Another way to construct our errors is by using the fmt.Errorf function.

This function is similar to fmt.Sprintf and it lets us format our error. But instead of returning a string, it returns an error.

It is often used to add some context or detail to our errors.

...
func Divide(a, b int) (int, error) {
	if b == 0 {
		return 0, fmt.Errorf("cannot divide %d by zero", a)
	}

	return a/b, nil
}

And it should work similarly.

$ go run main.go
cannot divide 4 by zero

Sentinel Errors

Another important technique in Go is defining expected Errors so they can be checked explicitly in other parts of the code. These are sometimes referred to as sentinel errors.

package main

import (
	"errors"
	"fmt"
)

var ErrDivideByZero = errors.New("cannot divide by zero")

func main() {...}

func Divide(a, b int) (int, error) {
	if b == 0 {
		return 0, ErrDivideByZero
	}

	return a/b, nil
}

In Go, it is considered conventional to prefix the variable with Err. For example, ErrNotFound.

But what's the point?

So, this becomes useful when we need to execute a different branch of code if a certain kind of error is encountered.

For example, now we can check explicitly which error occurred using the errors.Is function.

package main

import (
	"errors"
	"fmt"
)

func main() {
	result, err := Divide(4, 0)

	if err != nil {
		switch {
    case errors.Is(err, ErrDivideByZero):
        fmt.Println(err)
				// Do something with the error
    default:
        fmt.Println("no idea!")
    }

		return
	}

	fmt.Println(result)
	// Use the result
}

func Divide(a, b int) (int, error) {...}
$ go run main.go
cannot divide by zero

Custom Errors

This strategy covers most of the error handling use cases. But sometimes we need additional functionalities such as dynamic values inside of our errors.

Earlier, we saw that error is just an interface. So basically, anything can be an error as long as it implements the Error() method which returns an error message as a string.

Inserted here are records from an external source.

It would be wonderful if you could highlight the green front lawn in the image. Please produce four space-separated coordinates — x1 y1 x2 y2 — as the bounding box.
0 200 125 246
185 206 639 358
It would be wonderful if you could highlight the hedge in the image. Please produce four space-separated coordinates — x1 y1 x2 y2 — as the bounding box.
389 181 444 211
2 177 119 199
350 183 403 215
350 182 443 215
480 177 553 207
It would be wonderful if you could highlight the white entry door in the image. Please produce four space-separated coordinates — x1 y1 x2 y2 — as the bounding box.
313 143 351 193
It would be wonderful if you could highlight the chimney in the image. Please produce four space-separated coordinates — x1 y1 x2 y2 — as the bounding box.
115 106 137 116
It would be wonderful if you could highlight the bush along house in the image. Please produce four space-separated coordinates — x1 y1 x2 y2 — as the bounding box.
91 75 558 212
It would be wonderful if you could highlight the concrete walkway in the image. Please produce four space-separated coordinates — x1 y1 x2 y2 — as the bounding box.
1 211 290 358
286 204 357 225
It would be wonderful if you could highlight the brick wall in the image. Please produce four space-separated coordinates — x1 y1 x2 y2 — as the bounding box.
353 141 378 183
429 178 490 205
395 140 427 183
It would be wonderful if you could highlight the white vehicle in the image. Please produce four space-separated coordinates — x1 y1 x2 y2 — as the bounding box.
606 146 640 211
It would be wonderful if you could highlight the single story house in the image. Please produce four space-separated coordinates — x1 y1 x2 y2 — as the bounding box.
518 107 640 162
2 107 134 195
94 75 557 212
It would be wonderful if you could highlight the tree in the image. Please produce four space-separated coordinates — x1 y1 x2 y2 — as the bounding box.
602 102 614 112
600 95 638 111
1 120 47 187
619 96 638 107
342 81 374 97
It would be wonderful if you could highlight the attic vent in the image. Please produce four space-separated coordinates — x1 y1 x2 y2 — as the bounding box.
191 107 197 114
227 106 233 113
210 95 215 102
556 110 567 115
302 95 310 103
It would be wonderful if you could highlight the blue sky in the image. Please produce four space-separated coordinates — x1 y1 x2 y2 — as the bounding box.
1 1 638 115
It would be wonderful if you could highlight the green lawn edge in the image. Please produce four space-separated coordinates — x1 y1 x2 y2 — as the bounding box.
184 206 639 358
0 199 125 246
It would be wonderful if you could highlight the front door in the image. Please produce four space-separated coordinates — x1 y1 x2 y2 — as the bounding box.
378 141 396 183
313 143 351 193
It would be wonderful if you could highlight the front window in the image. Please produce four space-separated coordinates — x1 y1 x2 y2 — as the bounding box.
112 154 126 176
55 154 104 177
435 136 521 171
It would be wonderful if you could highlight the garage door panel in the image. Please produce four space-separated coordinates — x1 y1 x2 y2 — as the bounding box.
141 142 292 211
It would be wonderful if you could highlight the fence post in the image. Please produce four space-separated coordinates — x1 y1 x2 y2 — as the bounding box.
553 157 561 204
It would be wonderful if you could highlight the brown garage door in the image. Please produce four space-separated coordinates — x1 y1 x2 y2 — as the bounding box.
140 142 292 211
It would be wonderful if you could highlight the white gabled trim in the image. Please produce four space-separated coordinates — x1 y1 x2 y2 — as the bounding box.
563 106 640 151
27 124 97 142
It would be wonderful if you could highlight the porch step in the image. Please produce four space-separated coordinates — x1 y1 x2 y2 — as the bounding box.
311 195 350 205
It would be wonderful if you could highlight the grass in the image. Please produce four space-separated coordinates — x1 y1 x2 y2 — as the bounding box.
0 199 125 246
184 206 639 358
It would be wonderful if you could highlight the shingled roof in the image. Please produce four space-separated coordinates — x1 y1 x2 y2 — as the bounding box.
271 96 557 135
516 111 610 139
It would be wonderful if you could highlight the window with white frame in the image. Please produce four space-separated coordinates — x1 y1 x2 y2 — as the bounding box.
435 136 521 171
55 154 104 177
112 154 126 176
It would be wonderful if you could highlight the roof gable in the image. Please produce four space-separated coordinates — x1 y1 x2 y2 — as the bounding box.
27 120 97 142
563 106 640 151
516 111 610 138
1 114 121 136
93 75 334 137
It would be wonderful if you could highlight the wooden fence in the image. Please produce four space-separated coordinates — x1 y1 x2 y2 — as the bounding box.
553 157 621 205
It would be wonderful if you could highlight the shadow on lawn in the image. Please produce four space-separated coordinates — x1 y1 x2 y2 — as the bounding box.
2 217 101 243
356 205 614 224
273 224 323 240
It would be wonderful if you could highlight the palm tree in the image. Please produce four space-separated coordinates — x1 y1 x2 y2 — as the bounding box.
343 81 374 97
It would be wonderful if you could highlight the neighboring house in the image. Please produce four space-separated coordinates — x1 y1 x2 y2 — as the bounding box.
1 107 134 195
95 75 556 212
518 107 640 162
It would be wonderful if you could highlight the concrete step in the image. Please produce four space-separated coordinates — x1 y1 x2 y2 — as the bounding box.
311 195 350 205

So, let's define our custom DivisionError struct which will contain an error code and a message.

package main

import (
	"errors"
	"fmt"
)

type DivisionError struct {
	Code int
	Msg  string
}

func (d DivisionError) Error() string {
	return fmt.Sprintf("code %d: %s", d.Code, d.Msg)
}

func main() {...}

func Divide(a, b int) (int, error) {
	if b == 0 {
		return 0, DivisionError{
			Code: 2000,
			Msg:  "cannot divide by zero",
		}
	}

	return a/b, nil
}

Here, we will use errors.As instead of errors.Is function to convert the error to the correct type.

func main() {
	result, err := Divide(4, 0)

	if err != nil {
		var divErr DivisionError

		switch {
		case errors.As(err, &divErr):
			fmt.Println(divErr)
			// Do something with the error
		default:
			fmt.Println("no idea!")
		}

		return
	}

	fmt.Println(result)
	// Use the result
}

func Divide(a, b int) (int, error) {...}
$ go run man.go
code 2000: cannot divide by zero

But what's the difference between errors.Is and errors.As?

The difference is that this function checks whether the error has a specific type, unlike the Is(), which examines if it is a particular error object.

We can also use type assertions but it's not preferred.

func main() {
	result, err := Divide(4, 0)

	if e, ok := err.(DivisionError); ok {
		fmt.Println(e.Code, e.Msg) // Output: 2000 cannot divide by zero
		return
	}

	fmt.Println(result)
}

Lastly, I will say that error handling in Go is quite different compared to the traditional try/catch idiom in other languages. But it is very powerful as it encourages the developer to actually handle the error in an explicit way, which improves readability as well.